I don't see how aluminum tubes welded together should cost $450 if the tubing alone doesn't cost $50.


----------



## james_bingham3 (Oct 22, 2009)

>


i agree can you please forgive me for my stupidity ;D


----------



## james_bingham3 (Oct 22, 2009)

> I'm dying for a casting platform, but not the price they cost.
> 
> Honestly, I think they're extremely overpriced.
> The only one I see worth the cost is the Carbon Marine one.
> ...



i agree thats why i'm going to make one don't know this was used for some kind of step or something but it'll hold me and for 40$ it works 


heres a picture of the johnsen in the water for ya sorry its not the best


----------



## tguasjr (Mar 9, 2009)

Where is Don's salvage yard? Do they have a website?


----------



## paint it black (Nov 3, 2007)

> > I'm dying for a casting platform, but not the price they cost.
> >
> > Honestly, I think they're extremely overpriced.
> > The only one I see worth the cost is the Carbon Marine one.
> ...


Thanks for the pics!
Looks like it doesn't draft much!

Platforms are going to look great on there.
You should probably move the poling platform further back some though.
You want to be able to clear your outboard easily with the push pole.
I almost snapped a push pole in half once cause the wind blew the boat over and the pole caught the outboard.


----------



## mark_gardner (Mar 18, 2009)

> I'm dying for a casting platform, but not the price they cost.
> 
> Honestly, I think they're extremely overpriced.
> The only one I see worth the cost is the Carbon Marine one.
> ...



i had my aluminum guy up here in jax fab one up for less than $300, figure the cost of the tubing , deck lid, and rod holder plus a few hours labor, not to mention a stainless s. turn buckle, the price seems fair


----------



## paint it black (Nov 3, 2007)

> > I'm dying for a casting platform, but not the price they cost.
> >
> > Honestly, I think they're extremely overpriced.
> > The only one I see worth the cost is the Carbon Marine one.
> ...



I'm having mine fabbed for less than $100 hopefully. lol

I get the tubing in 20' or 24' sections for about $30. 
I'll cut everything myself, and have it bent and welded up for a few bucks. 
I'm going to use aluminum plate for the deck.
My buddy has a bunch leftover from his jon boat build we did. 
Then I'll either SeaDek it or just paint it and non-skid it to match the deck.


----------



## james_bingham3 (Oct 22, 2009)

> Where is Don's salvage yard? Do they have a website?

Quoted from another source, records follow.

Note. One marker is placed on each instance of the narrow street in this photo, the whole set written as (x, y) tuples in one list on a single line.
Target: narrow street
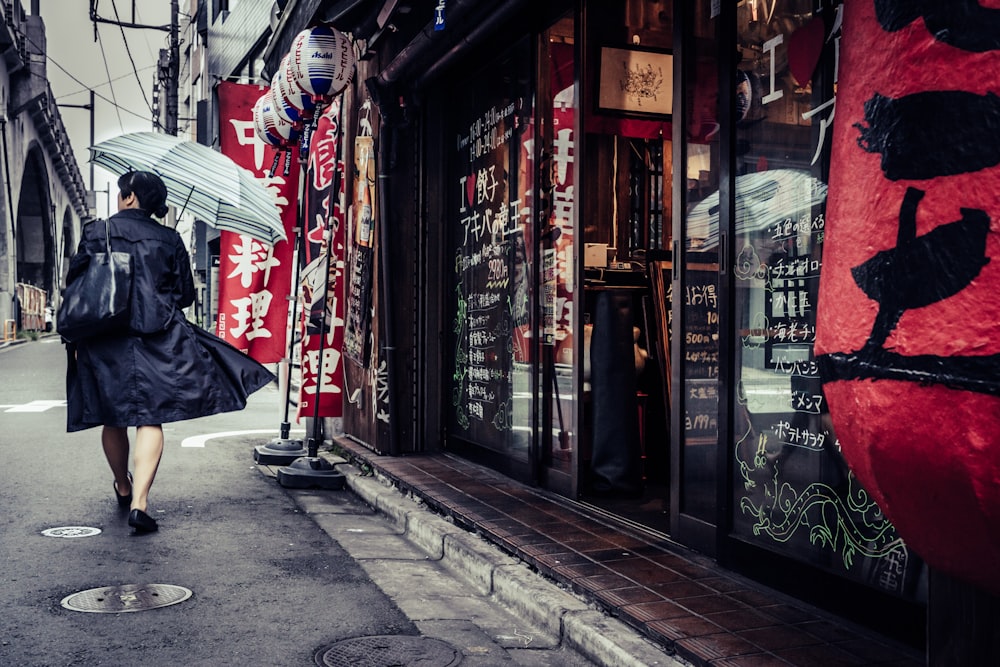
[(269, 586)]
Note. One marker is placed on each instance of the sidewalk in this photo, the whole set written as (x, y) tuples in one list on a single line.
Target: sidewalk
[(459, 589), (630, 593)]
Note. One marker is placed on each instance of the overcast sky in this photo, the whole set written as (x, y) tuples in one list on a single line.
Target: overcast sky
[(76, 64)]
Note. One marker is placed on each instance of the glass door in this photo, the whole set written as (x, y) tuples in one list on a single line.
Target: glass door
[(557, 176)]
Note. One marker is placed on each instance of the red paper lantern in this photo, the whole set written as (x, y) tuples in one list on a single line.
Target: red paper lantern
[(906, 337)]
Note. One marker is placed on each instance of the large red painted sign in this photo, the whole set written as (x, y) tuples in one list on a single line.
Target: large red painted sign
[(907, 328), (254, 277)]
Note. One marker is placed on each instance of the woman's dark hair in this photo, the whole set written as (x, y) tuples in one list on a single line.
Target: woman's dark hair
[(148, 189)]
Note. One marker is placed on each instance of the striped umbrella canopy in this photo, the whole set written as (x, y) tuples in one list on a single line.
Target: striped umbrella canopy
[(199, 179)]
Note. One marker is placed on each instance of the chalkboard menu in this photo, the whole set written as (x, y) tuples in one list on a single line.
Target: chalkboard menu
[(486, 243), (701, 349)]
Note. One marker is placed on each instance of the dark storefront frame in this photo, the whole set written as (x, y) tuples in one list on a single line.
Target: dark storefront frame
[(817, 582), (708, 524)]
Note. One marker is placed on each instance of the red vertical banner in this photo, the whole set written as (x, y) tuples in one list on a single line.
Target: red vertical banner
[(323, 275), (906, 327), (255, 277)]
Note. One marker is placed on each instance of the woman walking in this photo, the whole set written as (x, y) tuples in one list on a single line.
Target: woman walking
[(161, 369)]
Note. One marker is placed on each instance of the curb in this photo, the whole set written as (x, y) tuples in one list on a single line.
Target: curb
[(592, 633)]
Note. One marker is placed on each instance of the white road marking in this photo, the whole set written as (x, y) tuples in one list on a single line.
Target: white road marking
[(34, 406), (200, 440)]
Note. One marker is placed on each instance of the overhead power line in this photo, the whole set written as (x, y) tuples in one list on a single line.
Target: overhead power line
[(86, 87)]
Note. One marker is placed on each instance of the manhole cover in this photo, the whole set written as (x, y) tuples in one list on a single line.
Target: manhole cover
[(389, 651), (72, 531), (130, 597)]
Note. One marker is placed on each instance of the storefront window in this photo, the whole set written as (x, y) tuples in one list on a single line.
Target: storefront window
[(699, 337), (490, 251), (558, 247), (792, 491)]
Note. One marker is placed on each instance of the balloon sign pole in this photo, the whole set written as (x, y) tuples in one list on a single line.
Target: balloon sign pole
[(320, 64), (283, 450)]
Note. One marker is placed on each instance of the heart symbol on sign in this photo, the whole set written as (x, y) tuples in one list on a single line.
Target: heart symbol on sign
[(470, 188)]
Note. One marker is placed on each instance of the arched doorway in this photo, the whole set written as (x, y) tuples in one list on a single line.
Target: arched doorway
[(35, 227)]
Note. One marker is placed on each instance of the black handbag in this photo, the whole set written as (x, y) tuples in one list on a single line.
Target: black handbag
[(97, 301)]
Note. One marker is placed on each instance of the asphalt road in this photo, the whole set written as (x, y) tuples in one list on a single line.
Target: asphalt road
[(269, 586)]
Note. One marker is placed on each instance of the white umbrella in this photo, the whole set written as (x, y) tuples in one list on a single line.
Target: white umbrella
[(198, 179)]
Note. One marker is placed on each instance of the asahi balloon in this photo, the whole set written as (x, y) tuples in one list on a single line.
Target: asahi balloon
[(322, 61), (291, 102), (908, 340), (270, 128)]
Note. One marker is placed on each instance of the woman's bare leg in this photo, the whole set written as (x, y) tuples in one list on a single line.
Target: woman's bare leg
[(148, 450), (115, 442)]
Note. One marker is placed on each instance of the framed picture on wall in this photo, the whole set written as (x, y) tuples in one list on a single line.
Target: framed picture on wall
[(636, 82)]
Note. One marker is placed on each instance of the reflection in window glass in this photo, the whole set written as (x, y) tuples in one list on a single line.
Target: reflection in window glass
[(792, 489), (489, 222)]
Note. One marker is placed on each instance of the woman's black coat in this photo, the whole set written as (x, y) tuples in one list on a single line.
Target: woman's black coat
[(163, 369)]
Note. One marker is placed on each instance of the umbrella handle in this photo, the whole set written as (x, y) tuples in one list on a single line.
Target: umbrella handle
[(186, 200)]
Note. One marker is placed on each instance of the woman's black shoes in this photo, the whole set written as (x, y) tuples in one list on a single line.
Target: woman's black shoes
[(142, 522), (123, 501)]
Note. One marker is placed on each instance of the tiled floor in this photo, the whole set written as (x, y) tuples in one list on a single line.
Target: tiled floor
[(680, 600)]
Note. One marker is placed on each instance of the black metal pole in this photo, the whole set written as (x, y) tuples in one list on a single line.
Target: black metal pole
[(386, 312), (313, 444)]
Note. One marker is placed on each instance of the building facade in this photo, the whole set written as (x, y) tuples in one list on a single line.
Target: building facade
[(591, 262)]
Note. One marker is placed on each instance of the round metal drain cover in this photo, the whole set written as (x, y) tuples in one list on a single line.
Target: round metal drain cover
[(71, 531), (129, 597), (389, 651)]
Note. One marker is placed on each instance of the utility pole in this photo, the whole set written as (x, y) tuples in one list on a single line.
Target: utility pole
[(173, 71), (173, 56), (90, 107)]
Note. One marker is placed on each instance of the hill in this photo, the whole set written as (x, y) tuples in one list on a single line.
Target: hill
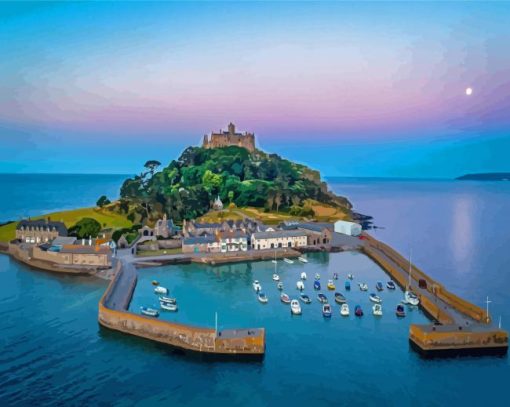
[(186, 188)]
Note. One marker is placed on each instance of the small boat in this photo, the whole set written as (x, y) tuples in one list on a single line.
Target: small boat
[(256, 286), (161, 290), (284, 298), (358, 311), (322, 298), (150, 312), (377, 310), (168, 306), (411, 298), (344, 310), (400, 311), (339, 298), (305, 298), (295, 308), (326, 311), (262, 297), (167, 300)]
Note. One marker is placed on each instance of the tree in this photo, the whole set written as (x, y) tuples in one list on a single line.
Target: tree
[(86, 227), (102, 201)]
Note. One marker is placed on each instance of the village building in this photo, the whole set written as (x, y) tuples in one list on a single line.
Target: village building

in pinella county 5601 126th ave. clearwater,fl 727) 576-8577 don't know if they have a website can't find it on goggle it is a great place to wander around all kinds of stuff just gotta dig a little 


str8outa9c i am concerned about all he weight in at the rear of the boat , 40hrs, poling platform , and my large butt guess i could go on a diet  but figured bit ould be easier to move the platform about a foot in front of the transome


----------



## paint it black (Nov 3, 2007)

> > Where is Don's salvage yard? Do they have a website?
> 
> 
> in pinella county  5601 126th ave. clearwater,fl 727) 576-8577  don't know if they have a website can't find it on goggle   it is a great place to wander around all kinds of stuff just gotta dig a  little
> ...



I'm not sure that foot forward would really make a big difference if any at all.

How about locating batteries or fuel at the bow of the boat to balance the weight?


----------